Method The improvement method consisted of a two-stage model. In the first stage, a demand text encoding model based on Embeddding and Long Short-Term Memory (Embedding-LSTM) was constructed to address the problem of sparse and isolated text encoding in the original model. In the second stage, residual structures were introduced to optimize the feature extraction and transmission capabilities of Hanfu text images, providing better guide to the the second stage training process based on the primary features learned in the first stage. Then, the average absolute error was used to construct a loss function to optimize the learning process, thereby improving the consistency between text description and generated images.

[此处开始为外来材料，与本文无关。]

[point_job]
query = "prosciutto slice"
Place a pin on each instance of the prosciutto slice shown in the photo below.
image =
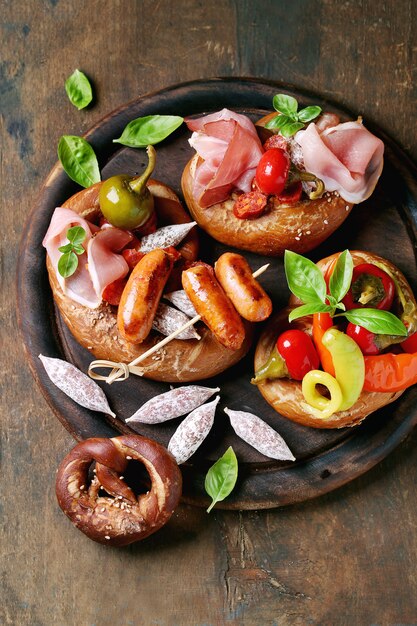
(230, 148)
(347, 157)
(97, 267)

Results A dataset comprising 8 156 Hanfu item images was established through data collection and enhancement techniques. By further subdividing the traditional Hanfu into 70 subdimensions based on 7 attributes, which are dynasty, category, collar shape, sleeve shape, color scheme, season, and image presentation, a learning and mapping model was established from customized demand text to Hanfu images. To determine the authenticity of the generated Hanfu images, the Inception V3 model was utilized to calculate the FrÉchet Incepton Distance(FID value). To effectively evaluate the quality of the generated Hanfu images, the pretrained Hanfu fine-grained classification model was used to calculate the second FID value. The objective evaluation results revealed that after the improvement of the model, the differences between the two FID values dropped from 35.86% to 10.59% respectively, indicating that the Hanfu images generated by the improved model had stronger discriminability and were closer to real Hanfu compared to the original model. 38 respondents were invited to participate in a subjective evaluation, and it was found that the Hanfu images generated by the improved model scored higher than the real images in terms of similarity, structural integrity, overall beauty, and text matching. This indicated that the images generated by the improved model were more realistic and favored than those generated by the original model, with more complete and aesthetic style results and higher compatibility with text labels. Comparative experiments were conducted with large model methods such as the Transformer-based ERNIE ViLG diffusion model, the U-Net convolutional neural network-based Composer, and traditional Diffusion Models. The results showed that the improved method proposed in this research had higher FID values when calculated using the Inception V3 model, while the FID values calculated using the Hanfu fine-grained classification model had the lowest scores. This indicated that the Hanfu generated by the proposed method contained more traditional Chinese clothing elements, suggesting that the proposed method was more suitable for the generation of traditional Hanfu.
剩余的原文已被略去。